If pastors are derisively dismissing congregants who plant trees as tree huggers, then the answer would appear to be "Not great." Hopefully Sleeth's book gets into the right hands then, and can change some minds. Christians wield an incredible amount of social and political power in the world in general and America and particular, and it's hard to think of many things that could effect greater and more rapid good for the world if that power were to be applied for planting and protecting trees.

Gary Gardner notes the political power of Christian communities, much of it unused when it comes to the environmental crisis, in his example-filled, blueprint-like The Earth Cries Out (Orbis; 2021). 

"People of faith bring a set of infrastructural, social, financial, political, and, of course, moral and spiritual, tools to the sustainability challenges of our time," he writes, before listing the many virtues of faith communities, from meeting regularly and being highly motivated to bearing moral authority to controlling "meaningful amounts of investment capital" .and managing land and buildings "that are potential sustainability showcases." 

"Few institutions at the global level have such a broad and powerful tool set," he writes, "Of course, these asserts are seldom utilized to their fullest potential; people of faith are arguably punching well below their weight on the critical issues of our day." 

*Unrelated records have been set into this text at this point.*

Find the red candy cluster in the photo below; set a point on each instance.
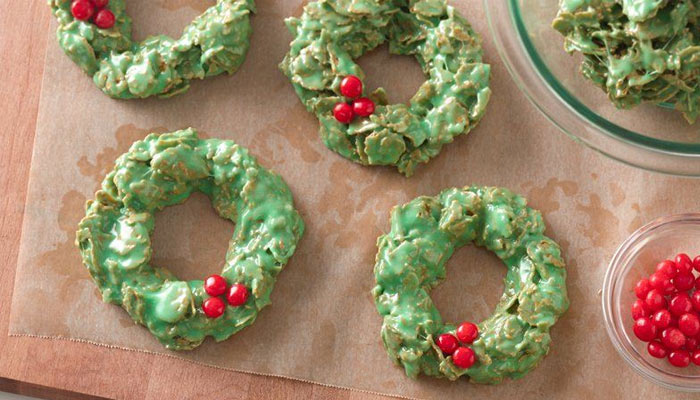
(667, 311)
(215, 286)
(95, 9)
(351, 87)
(462, 356)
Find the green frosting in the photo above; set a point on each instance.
(215, 42)
(161, 171)
(637, 50)
(411, 261)
(330, 34)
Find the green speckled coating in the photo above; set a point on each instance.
(411, 261)
(637, 50)
(161, 171)
(330, 34)
(215, 42)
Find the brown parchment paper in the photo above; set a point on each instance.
(323, 325)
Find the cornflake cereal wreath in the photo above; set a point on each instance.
(411, 261)
(96, 35)
(163, 170)
(637, 51)
(330, 34)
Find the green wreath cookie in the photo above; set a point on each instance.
(637, 51)
(161, 171)
(411, 261)
(96, 35)
(332, 33)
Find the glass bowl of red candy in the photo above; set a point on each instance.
(651, 301)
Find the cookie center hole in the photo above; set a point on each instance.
(191, 239)
(400, 76)
(163, 17)
(473, 286)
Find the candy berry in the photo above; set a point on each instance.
(237, 294)
(343, 113)
(467, 332)
(680, 304)
(638, 310)
(213, 307)
(696, 263)
(351, 86)
(661, 282)
(447, 343)
(82, 9)
(684, 281)
(645, 330)
(691, 344)
(655, 300)
(695, 300)
(642, 288)
(661, 319)
(656, 349)
(667, 267)
(683, 263)
(679, 358)
(672, 338)
(666, 311)
(104, 19)
(463, 357)
(215, 285)
(363, 107)
(689, 324)
(696, 357)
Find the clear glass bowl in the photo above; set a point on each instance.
(635, 259)
(650, 137)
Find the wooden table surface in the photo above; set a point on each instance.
(59, 369)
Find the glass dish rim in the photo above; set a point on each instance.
(578, 110)
(612, 275)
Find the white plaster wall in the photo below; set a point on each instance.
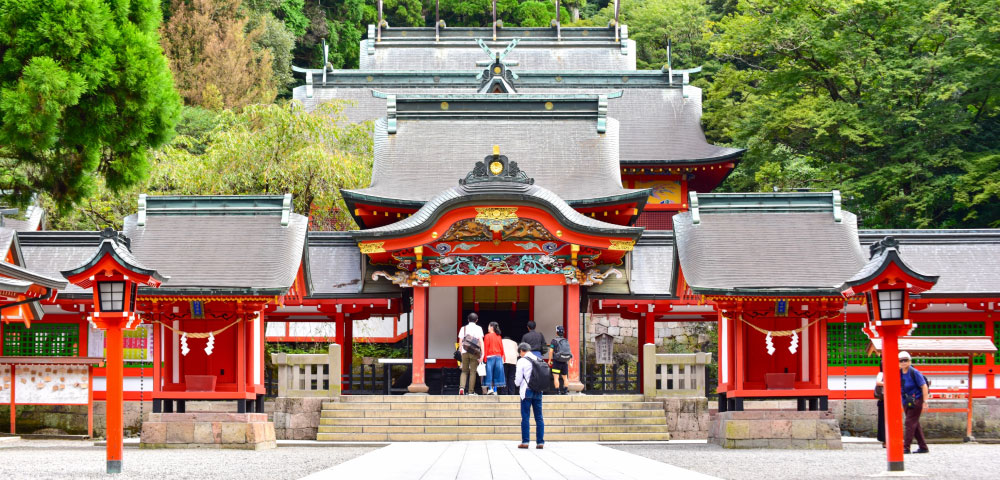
(442, 322)
(548, 309)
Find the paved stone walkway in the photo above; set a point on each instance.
(502, 461)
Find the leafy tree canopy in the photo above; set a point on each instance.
(894, 102)
(261, 149)
(85, 91)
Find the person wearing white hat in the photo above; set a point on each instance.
(914, 387)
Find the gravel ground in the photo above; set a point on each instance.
(951, 461)
(60, 459)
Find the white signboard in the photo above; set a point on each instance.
(46, 384)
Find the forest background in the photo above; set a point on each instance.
(893, 102)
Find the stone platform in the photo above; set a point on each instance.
(776, 429)
(245, 431)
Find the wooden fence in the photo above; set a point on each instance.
(673, 374)
(309, 375)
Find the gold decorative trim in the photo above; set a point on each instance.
(371, 247)
(622, 245)
(496, 213)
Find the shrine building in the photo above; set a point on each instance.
(520, 173)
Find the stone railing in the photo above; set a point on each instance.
(303, 376)
(673, 374)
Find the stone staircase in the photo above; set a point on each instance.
(448, 418)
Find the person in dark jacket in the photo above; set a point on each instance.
(914, 386)
(534, 339)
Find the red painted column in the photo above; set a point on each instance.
(419, 339)
(893, 398)
(572, 321)
(114, 398)
(13, 406)
(647, 334)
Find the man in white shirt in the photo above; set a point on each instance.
(530, 399)
(470, 359)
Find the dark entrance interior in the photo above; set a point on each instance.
(510, 307)
(513, 324)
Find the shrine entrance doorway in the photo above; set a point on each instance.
(510, 307)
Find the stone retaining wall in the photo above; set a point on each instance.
(247, 431)
(687, 418)
(297, 418)
(775, 429)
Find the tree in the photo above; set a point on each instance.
(651, 23)
(261, 149)
(892, 101)
(84, 92)
(215, 63)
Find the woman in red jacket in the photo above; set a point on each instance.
(493, 352)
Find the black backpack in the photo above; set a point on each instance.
(562, 353)
(541, 375)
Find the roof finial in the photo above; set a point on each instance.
(378, 37)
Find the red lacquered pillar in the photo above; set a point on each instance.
(418, 384)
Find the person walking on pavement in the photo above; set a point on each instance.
(509, 365)
(914, 387)
(493, 351)
(470, 345)
(534, 339)
(531, 400)
(560, 357)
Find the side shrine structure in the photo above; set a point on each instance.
(521, 173)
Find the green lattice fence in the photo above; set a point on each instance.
(950, 329)
(857, 343)
(41, 340)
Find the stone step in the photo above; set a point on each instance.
(501, 413)
(508, 421)
(460, 405)
(452, 437)
(484, 398)
(483, 429)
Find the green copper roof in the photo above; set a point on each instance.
(174, 205)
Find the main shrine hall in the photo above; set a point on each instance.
(520, 173)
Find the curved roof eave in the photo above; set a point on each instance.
(453, 198)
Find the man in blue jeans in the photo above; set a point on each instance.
(530, 399)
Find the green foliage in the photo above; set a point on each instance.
(276, 37)
(377, 350)
(293, 13)
(262, 149)
(893, 102)
(84, 91)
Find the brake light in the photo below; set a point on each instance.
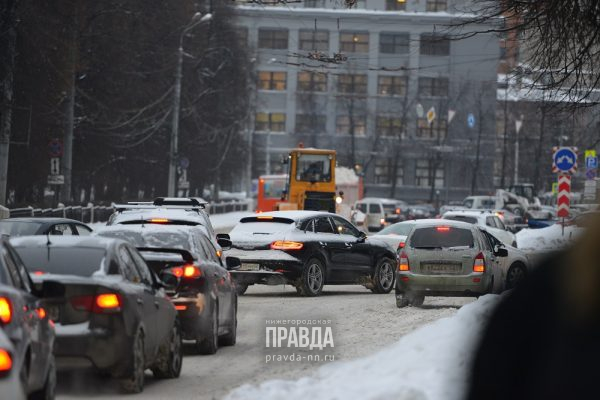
(286, 245)
(479, 263)
(5, 310)
(159, 221)
(5, 361)
(403, 265)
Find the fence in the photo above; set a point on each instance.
(94, 213)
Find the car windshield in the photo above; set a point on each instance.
(397, 229)
(80, 261)
(441, 237)
(314, 168)
(462, 218)
(19, 228)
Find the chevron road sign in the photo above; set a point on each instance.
(564, 195)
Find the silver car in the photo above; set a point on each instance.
(449, 258)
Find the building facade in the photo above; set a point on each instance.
(386, 83)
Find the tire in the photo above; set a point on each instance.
(515, 275)
(135, 383)
(313, 279)
(383, 276)
(210, 344)
(230, 338)
(241, 289)
(170, 355)
(48, 392)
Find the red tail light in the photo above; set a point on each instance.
(5, 310)
(479, 263)
(5, 362)
(102, 303)
(286, 245)
(403, 265)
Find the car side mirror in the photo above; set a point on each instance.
(233, 263)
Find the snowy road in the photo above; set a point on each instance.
(362, 323)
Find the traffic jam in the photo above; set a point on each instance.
(126, 296)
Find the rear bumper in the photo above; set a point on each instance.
(474, 284)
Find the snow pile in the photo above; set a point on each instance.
(550, 238)
(430, 363)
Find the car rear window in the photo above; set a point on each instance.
(80, 261)
(19, 228)
(462, 218)
(441, 236)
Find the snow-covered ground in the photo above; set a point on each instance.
(430, 363)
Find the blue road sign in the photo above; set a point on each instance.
(565, 159)
(591, 162)
(471, 120)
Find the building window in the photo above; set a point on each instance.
(389, 126)
(346, 125)
(268, 80)
(437, 130)
(312, 82)
(436, 5)
(434, 45)
(314, 40)
(310, 123)
(392, 85)
(395, 5)
(272, 38)
(394, 43)
(354, 42)
(273, 122)
(433, 87)
(352, 83)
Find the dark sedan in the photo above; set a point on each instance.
(309, 249)
(205, 295)
(114, 313)
(24, 321)
(43, 226)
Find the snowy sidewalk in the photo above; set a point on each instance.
(430, 363)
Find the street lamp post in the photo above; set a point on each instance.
(197, 19)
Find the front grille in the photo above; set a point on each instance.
(320, 201)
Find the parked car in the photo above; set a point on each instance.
(452, 258)
(309, 249)
(25, 322)
(381, 212)
(10, 382)
(43, 226)
(205, 295)
(114, 313)
(395, 235)
(486, 220)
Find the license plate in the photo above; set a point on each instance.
(250, 267)
(441, 268)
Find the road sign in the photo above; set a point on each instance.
(471, 120)
(431, 115)
(55, 148)
(564, 195)
(54, 166)
(564, 160)
(56, 179)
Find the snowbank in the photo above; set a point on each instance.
(430, 363)
(550, 238)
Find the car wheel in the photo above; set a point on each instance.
(313, 278)
(170, 355)
(135, 383)
(383, 276)
(515, 275)
(241, 289)
(48, 391)
(210, 343)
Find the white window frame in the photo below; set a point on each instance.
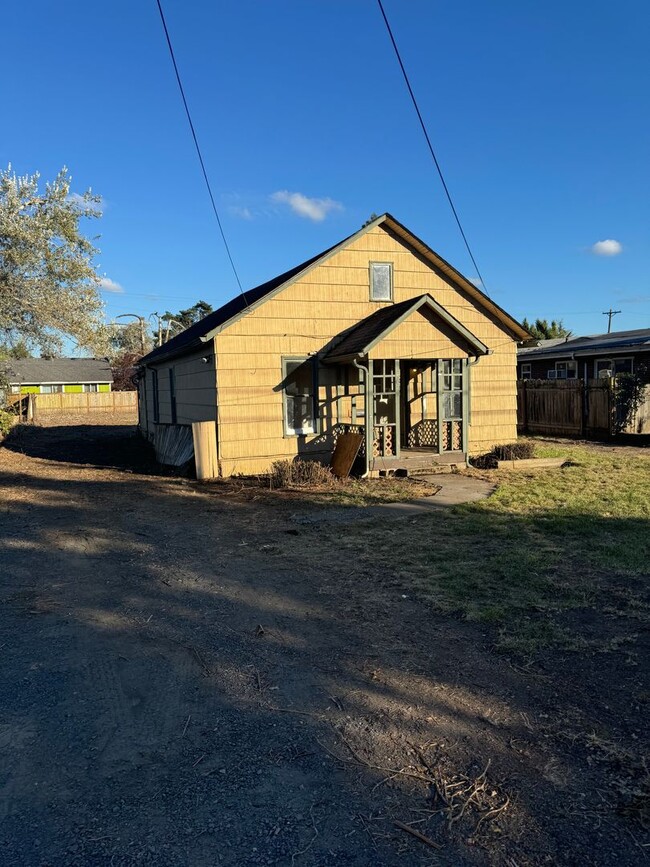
(372, 267)
(155, 394)
(566, 363)
(309, 430)
(52, 388)
(611, 362)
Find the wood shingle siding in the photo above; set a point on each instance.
(242, 385)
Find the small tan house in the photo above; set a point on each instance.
(377, 335)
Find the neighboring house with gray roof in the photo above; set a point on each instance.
(57, 375)
(378, 336)
(585, 358)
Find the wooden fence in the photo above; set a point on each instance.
(31, 406)
(573, 408)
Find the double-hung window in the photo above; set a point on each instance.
(566, 369)
(155, 395)
(299, 396)
(613, 366)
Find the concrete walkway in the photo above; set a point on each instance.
(455, 489)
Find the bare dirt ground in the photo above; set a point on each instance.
(195, 678)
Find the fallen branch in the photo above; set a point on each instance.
(417, 834)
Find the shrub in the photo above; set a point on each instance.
(7, 421)
(507, 452)
(514, 451)
(287, 473)
(629, 395)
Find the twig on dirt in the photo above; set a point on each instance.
(492, 813)
(368, 831)
(386, 780)
(418, 836)
(201, 661)
(394, 771)
(311, 842)
(293, 710)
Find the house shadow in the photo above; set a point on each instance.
(202, 679)
(102, 446)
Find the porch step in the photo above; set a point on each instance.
(417, 465)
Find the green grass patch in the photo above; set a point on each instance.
(547, 542)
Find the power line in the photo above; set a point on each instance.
(198, 149)
(428, 140)
(610, 313)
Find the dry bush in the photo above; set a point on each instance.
(285, 474)
(507, 452)
(514, 451)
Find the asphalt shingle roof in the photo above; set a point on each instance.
(57, 370)
(634, 341)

To extend the metaphor, The Earth Cries Out offers coaching on how throw better, more effective punches. 

Gardner begins his discussion with "signs of the times," a phrase that was "Jesus' terms for societal markings of moral importance." These involve the facts that, if you're reading this blog,  you're likely already well aware of, like the rapidly warming planet caused by runaway carbon dioxide emissions and the sixth extinction ("This unraveling of the fabric of life is nothing less than the decimation of billons of years of God's creative work," as Gardner memorably refers to it). 

So what can faith communities do about the state of the earth, which is in its threatened state in large part because, as Gardner puts it, humanity has corrupted the dominion we were given over God's creation into our domination of it...? 

The chapters that follow discuss various sustainability challenges—energy, land, food—as well as work being done by some faith groups to address them, and often times quite specific examples of efforts, efforts that an engaged and committed church or faith community can replicate.

Many of these actions may be familiar to many readers, including smart divestment (particularly of fossil fuel industry) and reinvestment, solar panel installation, creating community gardens and green spaces (the latter of which can serve dual, environmental as well as spiritual functions), patronizing particularly sustainable and just business models, and so on. 

These may be practices that individuals are already committed to in their personal lives, but Gardner discusses them on the scaled-up level of a parish, congregation or other faith community, where the impact is several orders of magnitude greater than that  personal level. 

Though grounded in the author's Catholic faith, the book is filled with examples that aren't limited to a single denomination, or even a single religion, but strives to be inclusive of people of faith in general. Given the enormity of the crises facing us at this point in history, faith is probably going to be a pretty important component in what is needed to fix the megaproblems before us, regardless of the intricacies of how one worships (or if one worships at all). 

If one does so, though, then The Earth Cries Out offers plenty of strategies to bring to one's fellow faithful.